Sunday, 10 October 2010

Going for a double dip

We have no choice but to call it a day with our so-called turnaround fund, Uranus Capital.

Long story short, we haven’t been able to give the money away. Yet I’m still convinced the recession and the coming “double dip” will be the biggest opportunity in my adult lifetime to make money.

My reckoning when I started Uranus was that we were going to clean up. Credit crunch, banks being tough, recession. I mean how hard could it be? We’d find a few of the lads who’d had a tough time off the banks, stick a few dodgy parts of the business into admin – pay off the debt, or convert it into our debt, take a fee and a slice of the action, sit back and wait for things to get back to normal. Happy days.

In 2009 everyone was piling in. You couldn’t finish a round of golf at Mere without lads coming up and saying they were good for a cheeky half mill. First problem was the banks haven’t been as bad as we hoped. In the normal course of events they’d pile in with axes and chainsaws and get Begbies Traynor to mop up as best they could. This time they’ve got all these pointy heads from London doing Special Situations and all that nonsense. If you ask me, it’s just putting off the inevitable.

To be fair, we did get a couple of deals away, and a 2 per cent annual management fee still keeps the wolf from the door. We helped one of the lads we go shooting with, so he can still come shooting, but the poor lad's down to his last Range Rover. And we’ve got a stake in a coffee plantation in Costa Rica, which looks like a winner.

But the point of these funds is that we make the decisions, the investors sit back and thank us for the effort when the cheques roll in. Try telling that to this mob from Jersey who jumped in at the last minute. Maybe there’s something they put in the milk over there, but I’ve never come across mitherers like it. The annual report came back with red pen all over it, especially on the bit about our “management fee”. I mean, it’s not a charity you know, we don’t come cheap. They even called an EGM. The cheek of it.

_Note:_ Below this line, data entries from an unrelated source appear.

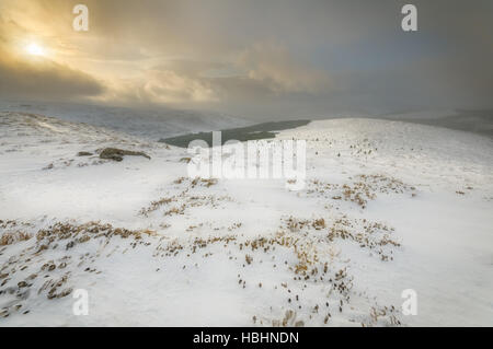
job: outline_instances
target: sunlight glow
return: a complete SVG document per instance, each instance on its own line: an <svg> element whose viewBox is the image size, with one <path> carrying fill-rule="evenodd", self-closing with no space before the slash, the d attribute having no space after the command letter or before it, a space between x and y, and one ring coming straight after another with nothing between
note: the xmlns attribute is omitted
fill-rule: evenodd
<svg viewBox="0 0 493 349"><path fill-rule="evenodd" d="M27 54L33 55L33 56L44 56L45 55L44 48L35 43L31 43L30 45L27 45L26 50L27 50Z"/></svg>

In the end we decided to sack it off. It’s called “returning cash to shareholders”. I just don’t need grief like that – I get enough of it at home. So, while Uranus is now going to look at “opportunities on a deal-by-deal basis,” I’m thinking of a new fund to take advantage of the investments arising from the “double dip” around the corner. DD Assets – fancy some? Offshore tax dodgers need not apply.